All’estero 20 milioni di napoletani ancora a dispetto di tutto quello che si dice, si riconoscono. Non sanno nemmeno da dove vengono, non sanno più neanche perché non cantano più. “Partono i bastimenti, cantano a bordo sono napoletani”. Oggi non cantano più e non sanno neanche il perché. Non conoscono la storia, se non quella storia con­traffatta da libro Cuore, dalle tavole di Beltrame sulla “Domenica del Corriere”, dai libri strappacore di Maria Antonietta Macciocchi, da una storia contraffatta fin sui libri di testo. Una storia alla Franti e Garrone, dove Garrone è il buon liberatore e Franti, “quell’infame sorrise”, siamo noi, che non sorridiamo neanche più. All’estero dopo secoli che non ci conosciamo più e non sappiamo più neanche chi siamo, basta un’inflessione dialettale, un santo familiare, un cibo conosciuto e ci getta le braccia al collo: paisà.

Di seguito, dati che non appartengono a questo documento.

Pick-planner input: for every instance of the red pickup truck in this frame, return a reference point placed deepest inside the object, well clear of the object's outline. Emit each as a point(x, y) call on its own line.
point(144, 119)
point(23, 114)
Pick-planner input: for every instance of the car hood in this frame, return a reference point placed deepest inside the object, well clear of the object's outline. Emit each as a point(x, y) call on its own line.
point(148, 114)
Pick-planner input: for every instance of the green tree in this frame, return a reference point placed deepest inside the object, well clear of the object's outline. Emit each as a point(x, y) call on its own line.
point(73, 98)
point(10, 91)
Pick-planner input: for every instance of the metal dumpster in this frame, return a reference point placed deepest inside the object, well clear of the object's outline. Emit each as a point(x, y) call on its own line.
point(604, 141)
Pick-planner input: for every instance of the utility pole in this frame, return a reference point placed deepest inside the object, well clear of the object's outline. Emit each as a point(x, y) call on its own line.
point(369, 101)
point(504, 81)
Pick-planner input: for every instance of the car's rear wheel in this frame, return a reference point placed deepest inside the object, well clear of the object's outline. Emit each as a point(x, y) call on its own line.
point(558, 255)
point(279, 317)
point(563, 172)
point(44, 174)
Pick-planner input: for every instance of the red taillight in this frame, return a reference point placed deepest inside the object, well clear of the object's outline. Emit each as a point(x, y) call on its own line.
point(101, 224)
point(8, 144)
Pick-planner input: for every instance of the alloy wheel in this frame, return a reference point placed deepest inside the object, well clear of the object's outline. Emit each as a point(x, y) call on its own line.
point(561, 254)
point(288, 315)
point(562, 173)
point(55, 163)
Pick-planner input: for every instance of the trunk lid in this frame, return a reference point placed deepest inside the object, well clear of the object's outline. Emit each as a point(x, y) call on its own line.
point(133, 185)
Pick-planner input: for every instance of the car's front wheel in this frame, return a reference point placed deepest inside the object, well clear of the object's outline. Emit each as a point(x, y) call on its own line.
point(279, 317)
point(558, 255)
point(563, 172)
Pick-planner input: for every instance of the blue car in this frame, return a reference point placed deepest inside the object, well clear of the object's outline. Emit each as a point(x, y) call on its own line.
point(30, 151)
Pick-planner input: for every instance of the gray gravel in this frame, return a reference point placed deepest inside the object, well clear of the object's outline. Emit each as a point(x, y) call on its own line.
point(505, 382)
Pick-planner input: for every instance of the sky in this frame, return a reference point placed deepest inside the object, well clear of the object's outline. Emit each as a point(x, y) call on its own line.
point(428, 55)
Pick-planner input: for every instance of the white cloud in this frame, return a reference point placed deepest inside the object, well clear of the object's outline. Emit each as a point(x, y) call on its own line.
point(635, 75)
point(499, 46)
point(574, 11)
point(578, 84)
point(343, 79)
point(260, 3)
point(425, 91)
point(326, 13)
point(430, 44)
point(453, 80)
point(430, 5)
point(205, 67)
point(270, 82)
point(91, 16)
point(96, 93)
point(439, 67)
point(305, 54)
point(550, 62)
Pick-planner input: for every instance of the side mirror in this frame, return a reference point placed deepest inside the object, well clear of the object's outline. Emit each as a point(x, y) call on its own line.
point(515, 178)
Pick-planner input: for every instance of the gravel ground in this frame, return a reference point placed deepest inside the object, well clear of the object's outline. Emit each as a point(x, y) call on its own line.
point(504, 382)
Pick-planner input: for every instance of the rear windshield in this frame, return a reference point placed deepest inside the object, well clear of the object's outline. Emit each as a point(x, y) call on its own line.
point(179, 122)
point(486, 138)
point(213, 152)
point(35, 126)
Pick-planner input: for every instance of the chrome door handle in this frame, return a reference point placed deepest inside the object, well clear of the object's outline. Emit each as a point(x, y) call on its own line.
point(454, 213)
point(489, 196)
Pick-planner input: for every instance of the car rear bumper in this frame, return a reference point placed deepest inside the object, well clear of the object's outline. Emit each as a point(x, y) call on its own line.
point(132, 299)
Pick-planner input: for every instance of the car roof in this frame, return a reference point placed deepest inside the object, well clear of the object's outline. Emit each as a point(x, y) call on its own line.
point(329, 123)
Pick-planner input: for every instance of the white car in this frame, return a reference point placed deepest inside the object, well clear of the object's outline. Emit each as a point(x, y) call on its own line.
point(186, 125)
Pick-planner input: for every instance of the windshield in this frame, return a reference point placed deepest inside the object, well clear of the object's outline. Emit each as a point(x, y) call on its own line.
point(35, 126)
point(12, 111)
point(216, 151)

A dispetto di chi suppone ancora che fatta l’Italia biso­gnava fare gli Italiani. Il cardinale Biffi, principe della Chiesa, scrive: “I guai dell’unificazione italiana perché non ha funzionato, sono perché da una parte arrivò la Controriforma e dall’altra parte non ci arrivò”. Arrivò la Controriforma, dice Biffi, in Piemonte, in Lombardia, in Emilia, perché c’erano i Borromeo, Carlo e Federigo, e non arrivò altrove perché non ci fu nessuno che la fece. Quindi una parte di noi italiani è stata pronta all’unificazione, men tre dall’altra è rimasta una religiosità gretta e superstiziosa. Ebbene signori, la Controriforma nel Meridione ha prodotto persino un dottore della chiesa, Sant’Alfonso Maria De’ Liguori, il fiorire di iniziative di solidarietà sociale, le confraternite che erano espressioni del laicato che si muoveva. Altro che le solidarietà di oggi! A Napoli c’erano cinque monti di pietà, il che significa prestito per i poveri. I banchi, i monti frumentari, erano tutti iniziative per il popolo, come pure le scuole gratuite, gli ospedali, i conservatori. Noi ab­biamo la più grande, colossale opera sociale: l’Albergo dei poveri di Napoli. Una realtà che la dice lunga su cosa sono stati i Borboni.

Siamo rimasti veramente senza sapere più chi siamo.

Siamo rimasti col mito di una repubblica napoletana che non ci fu, che non ci fu. E col mito di un popolino sfaccendato, mafioso, camorrista, sfaticato. O ci metteremo a ricercare le fonti che ci riunirono, che ci tennero uniti, quel principio di analogia che riuscì a creare la Cristianità, l’Europa, la civiltà dove tutto e solo si può ricollegare, e ci inchineremo ancora reverenti a quell’Incarnazione che fece partire la nostra era e troveremo i motivi per ripescare tutto quello che ne è seguito, o noi saremo sempre questi cafoni meridionali, i quali dopo Eboli non riescono a far funzionare più nemmeno le ferrovie.